I know to heal I have to feel a lot of painful things. Right now I am so close to just falling apart.
Baby steps. One day at a time, one hour at a time.
He made a comment about how exwh would stop playing his video game immideately if he knew I had taken a sleeping pill to have his way with me.
Very perceptive. Makes me wonder if he has a family member that's been raped. I think it's almost as hard on a male family member when this happens. I think they feel helpless and that they let their loved one down because they failed to protect them from a predator. I saw this in my dad after it happened to me as a kid. Rape doesn't just hurt the survivor, it hurts their families too.
I have a little girl that I have to make sure she grows up protected and safe.
So true. And she will learn a lot as she sees you work through the whole process. She doesn't have to know all the details and if she has any questions or gets worried about you, it's ok to let her kn ow that something bad happened to you and you're learning how to use it to become a stronger person.
My SO said that exwh knew what buttons to push to control me.
SO is right again.
How did he know which things to say and/do to get me comply to his wishes and be controlled?
All kinds of possibilities there. For instance, trial and error. Or waiting and watching for an opportunity when you're vulnerable (Ambien) and unable to resist. or using the ignoring of you when you asked for his attention when he was playing video games. Stretch it out long enough, he figures you'll be grateful for any kind of attention. I'm thinking he's one of these guys that can't handle a strong woman asserting her rights so he has to sneak around and do this when you're not at full capacity.

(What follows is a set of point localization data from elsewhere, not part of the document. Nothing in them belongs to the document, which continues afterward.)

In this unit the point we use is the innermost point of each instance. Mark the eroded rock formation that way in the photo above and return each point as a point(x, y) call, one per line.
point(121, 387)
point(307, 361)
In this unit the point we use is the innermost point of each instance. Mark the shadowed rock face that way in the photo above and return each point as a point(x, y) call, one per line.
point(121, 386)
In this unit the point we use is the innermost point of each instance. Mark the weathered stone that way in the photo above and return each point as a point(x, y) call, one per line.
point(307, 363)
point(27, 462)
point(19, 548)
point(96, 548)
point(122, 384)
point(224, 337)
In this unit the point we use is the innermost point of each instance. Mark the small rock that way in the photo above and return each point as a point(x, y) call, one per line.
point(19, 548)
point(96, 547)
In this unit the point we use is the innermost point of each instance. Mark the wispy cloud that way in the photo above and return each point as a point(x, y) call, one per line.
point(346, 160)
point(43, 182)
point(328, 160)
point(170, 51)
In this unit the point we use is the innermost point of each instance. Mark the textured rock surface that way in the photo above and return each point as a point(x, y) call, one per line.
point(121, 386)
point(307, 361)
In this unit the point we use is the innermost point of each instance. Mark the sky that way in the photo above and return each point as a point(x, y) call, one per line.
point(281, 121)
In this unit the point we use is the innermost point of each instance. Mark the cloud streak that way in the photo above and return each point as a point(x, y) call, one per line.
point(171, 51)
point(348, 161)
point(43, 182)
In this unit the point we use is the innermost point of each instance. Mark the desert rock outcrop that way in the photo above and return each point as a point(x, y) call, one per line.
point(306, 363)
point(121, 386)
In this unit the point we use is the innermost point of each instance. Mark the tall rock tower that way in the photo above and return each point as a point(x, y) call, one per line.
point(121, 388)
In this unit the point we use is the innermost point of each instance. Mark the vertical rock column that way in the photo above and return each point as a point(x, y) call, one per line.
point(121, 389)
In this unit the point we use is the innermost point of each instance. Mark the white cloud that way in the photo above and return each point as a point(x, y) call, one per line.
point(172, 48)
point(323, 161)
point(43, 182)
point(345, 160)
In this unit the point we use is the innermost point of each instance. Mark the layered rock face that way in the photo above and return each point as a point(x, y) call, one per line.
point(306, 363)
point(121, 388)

I went to a church counselor last week...Nothing was talked about the rape.
Another instance of being ignored and blown off. IMO a church counselor may not always be the wisest choice to go to.
#1. Are they even trained to deal with something like this?
#2. How sure can you be it will be kept confidential from the other church members?
#3. There's other reasons I won't discuss here in respect to the mods and rules of the board.
the abuse to me pales on comparison to the horrors that are out there.
Don't compare experiences with others. It's unhealthy and doesn't help anyone move forward in their healing journey. I learned this lesson too, with dealing with grief over losing my daughter. pain and suffering is pain and suffering no matter how it's dealt. Would the Holocaust survivors compare their horrors they experienced? I doubt it. I do think anyone who's been traumatized wants to be heard when they're ready to tell their story.
Searching for the answer, the quick fix/ repair for me.
There is no easy "one size fits all" answer. And the quick fix/repair is like the mythical unicorn. Ain't no such critter.
Wanting to be told I'm okay and don't really need counseling.
Anyone that tells you that doesn't have your best interests as a priority. I will say that you will be ok and you will survive what you've experienced in the past. And as far as the counseling goes, it won't work until you're ready to do it and do the hard painful gut wrenching work that's involved. There's more to counseling than just seeing someone for one hour a week. You have to open up and tell them painful things that make you feel ashamed and stupid. Hopefully, you'll get something you can take away for that hour to give you new ways to think about your experience. And your mind will be processing new thoughts and thinking of different ways of coping.
I started cutting...because it was the only way I could feel anything, like emotions...
It's also a way of telling yourself you have some kind of control over your own body. It's another type of coping mechanism but not a healthy one.
Please don't start again. I know you're scared about making that first step of contacting a center or hotline. Look at it this way. The cutting is a way of staying in the same rut you've been in all these years and a way of avoiding getting some real help and genuine control over your body, and mind. Think of yourself standing at an open door looking at Freedom way off in the distance. Calling that center or hotline is the first step taken through that open door towards that Freedom that can be yours. By not taking that step, you're denying yourself something that is rightfully yours. Kinda like a rapist, huh?
I'm still working through your posts on the thread and I don't type too fast but I'll post more.